L'autre bénéficie de ce témoignage : alerter les jeunes sur les changements de comportement de leurs camarades. Tous affirment qu'ils seront plus vigilants à l'avenir. Une sensibilisation d'autant plus importante qu'un mineur sur sept sera victime de violences dans le sport.
Emprise totale
C'est à l'âge de 12 ans qu'Angélique Cauchy a croisé la route de son bourreau. Viols, violences sexuelles et psychologiques, l'adolescente va rapidement se retrouver sous emprise. Un état qu'elle décrit avec des mots pesés devant le jeune public médusé. "Je suis tellement sous emprise que je ne réfléchis plus par moi-même, je mange comme lui, je parle comme lui, je m'habille comme lui... Tant de signes qui auraient dû alerter des adultes ou mes camarades s'ils avaient été sensibilisés".

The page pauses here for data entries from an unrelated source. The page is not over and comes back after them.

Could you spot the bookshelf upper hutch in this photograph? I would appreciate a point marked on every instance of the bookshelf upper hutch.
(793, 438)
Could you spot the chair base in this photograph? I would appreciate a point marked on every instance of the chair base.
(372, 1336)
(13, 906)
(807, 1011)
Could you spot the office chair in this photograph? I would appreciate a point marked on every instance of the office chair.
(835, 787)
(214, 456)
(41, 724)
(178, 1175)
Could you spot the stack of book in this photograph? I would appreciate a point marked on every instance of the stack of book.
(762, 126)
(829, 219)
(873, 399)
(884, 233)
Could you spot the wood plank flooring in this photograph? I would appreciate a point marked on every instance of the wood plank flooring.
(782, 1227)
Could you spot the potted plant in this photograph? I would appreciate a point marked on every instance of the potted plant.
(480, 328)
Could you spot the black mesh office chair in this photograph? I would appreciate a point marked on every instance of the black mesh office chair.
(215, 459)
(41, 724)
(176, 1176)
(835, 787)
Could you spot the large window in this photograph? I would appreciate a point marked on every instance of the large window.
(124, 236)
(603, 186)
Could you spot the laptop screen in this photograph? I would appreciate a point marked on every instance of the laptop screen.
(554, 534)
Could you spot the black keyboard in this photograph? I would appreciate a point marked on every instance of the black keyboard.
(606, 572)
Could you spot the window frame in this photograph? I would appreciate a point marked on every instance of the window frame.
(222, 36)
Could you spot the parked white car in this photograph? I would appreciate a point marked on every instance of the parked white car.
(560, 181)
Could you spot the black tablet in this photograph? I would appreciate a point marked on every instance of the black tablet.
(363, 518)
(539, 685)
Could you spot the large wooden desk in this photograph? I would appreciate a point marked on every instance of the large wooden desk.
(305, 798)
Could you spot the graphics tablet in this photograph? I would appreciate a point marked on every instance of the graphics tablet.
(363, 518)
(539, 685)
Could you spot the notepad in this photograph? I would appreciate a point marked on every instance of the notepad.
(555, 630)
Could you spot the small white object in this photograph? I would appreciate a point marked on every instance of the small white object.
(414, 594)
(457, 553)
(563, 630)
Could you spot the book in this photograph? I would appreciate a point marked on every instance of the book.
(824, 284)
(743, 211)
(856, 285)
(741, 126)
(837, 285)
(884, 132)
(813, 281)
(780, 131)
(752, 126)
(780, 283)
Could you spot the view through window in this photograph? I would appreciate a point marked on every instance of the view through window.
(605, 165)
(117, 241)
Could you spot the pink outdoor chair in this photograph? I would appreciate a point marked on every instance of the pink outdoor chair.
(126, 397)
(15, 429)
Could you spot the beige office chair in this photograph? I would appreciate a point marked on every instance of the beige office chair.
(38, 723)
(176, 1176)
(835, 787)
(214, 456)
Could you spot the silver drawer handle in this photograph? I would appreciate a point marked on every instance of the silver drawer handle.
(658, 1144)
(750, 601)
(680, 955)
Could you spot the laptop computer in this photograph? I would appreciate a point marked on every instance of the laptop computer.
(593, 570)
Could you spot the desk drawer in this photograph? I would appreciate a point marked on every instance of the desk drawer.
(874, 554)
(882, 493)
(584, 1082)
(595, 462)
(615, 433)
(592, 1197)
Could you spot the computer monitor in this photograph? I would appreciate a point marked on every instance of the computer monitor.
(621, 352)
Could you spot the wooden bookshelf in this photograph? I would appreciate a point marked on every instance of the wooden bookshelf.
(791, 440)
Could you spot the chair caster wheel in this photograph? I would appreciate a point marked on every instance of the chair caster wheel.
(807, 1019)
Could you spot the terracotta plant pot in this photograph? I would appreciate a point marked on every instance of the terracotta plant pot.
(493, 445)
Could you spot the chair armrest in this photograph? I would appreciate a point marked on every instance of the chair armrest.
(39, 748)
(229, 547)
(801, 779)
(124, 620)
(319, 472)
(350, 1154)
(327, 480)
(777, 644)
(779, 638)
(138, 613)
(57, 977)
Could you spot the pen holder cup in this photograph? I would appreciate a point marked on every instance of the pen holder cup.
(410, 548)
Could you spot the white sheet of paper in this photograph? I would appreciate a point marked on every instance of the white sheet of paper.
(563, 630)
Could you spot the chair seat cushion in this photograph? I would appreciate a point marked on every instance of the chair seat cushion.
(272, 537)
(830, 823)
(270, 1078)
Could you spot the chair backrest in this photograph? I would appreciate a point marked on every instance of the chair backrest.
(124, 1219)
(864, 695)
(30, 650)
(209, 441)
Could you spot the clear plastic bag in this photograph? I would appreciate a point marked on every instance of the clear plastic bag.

Je suis son mini lui, je suis sa marionnette. Je deviens son esclave sexuelle.
Angélique Cauchy
"Il avait colonisé tout mon esprit et mon temps. Il s'était rendu indispensable. Au début, à mon tennis... puis j'en étais arrivée à penser que – sans lui – je ne pourrais presque pas respirer. L'emprise est tellement totale que je n'ai plus du tout de libre arbitre. Il fait ce qu'il veut de moi, je deviens sa chose", raconte la trentenaire. Il faudra un an à l'adolescente pour réussir à briser cette emprise, mais il lui faudra 15 ans pour oser parler à ses proches et porter plainte. Elle n'a libéré sa parole qu'une fois adulte. "La parole est un premier pas, mais ça ne suffit pas. Elle doit servir à ce qu'il y ait des actes. La parole seule ne pourra pas changer le monde", affirme la jeune femme.
Angélique a été reconnue comme victime. Son ancien entraîneur a été condamné à une peine de 18 années de réclusion criminelle.
Angélique Cauchy a raconté son histoire dans "Si un jour quelqu'un te fait du mal". "Jamais, jamais on ne doit vous faire culpabiliser de ce que vous avez vécu", martèle la jeune femme à l'adresse de son public. Une phrase qui a conditionné la conclusion de son ouvrage. "Si un jour quelqu'un vous fait du mal, nous, les adultes, nous devons vous croire, vous écouter et vous protéger".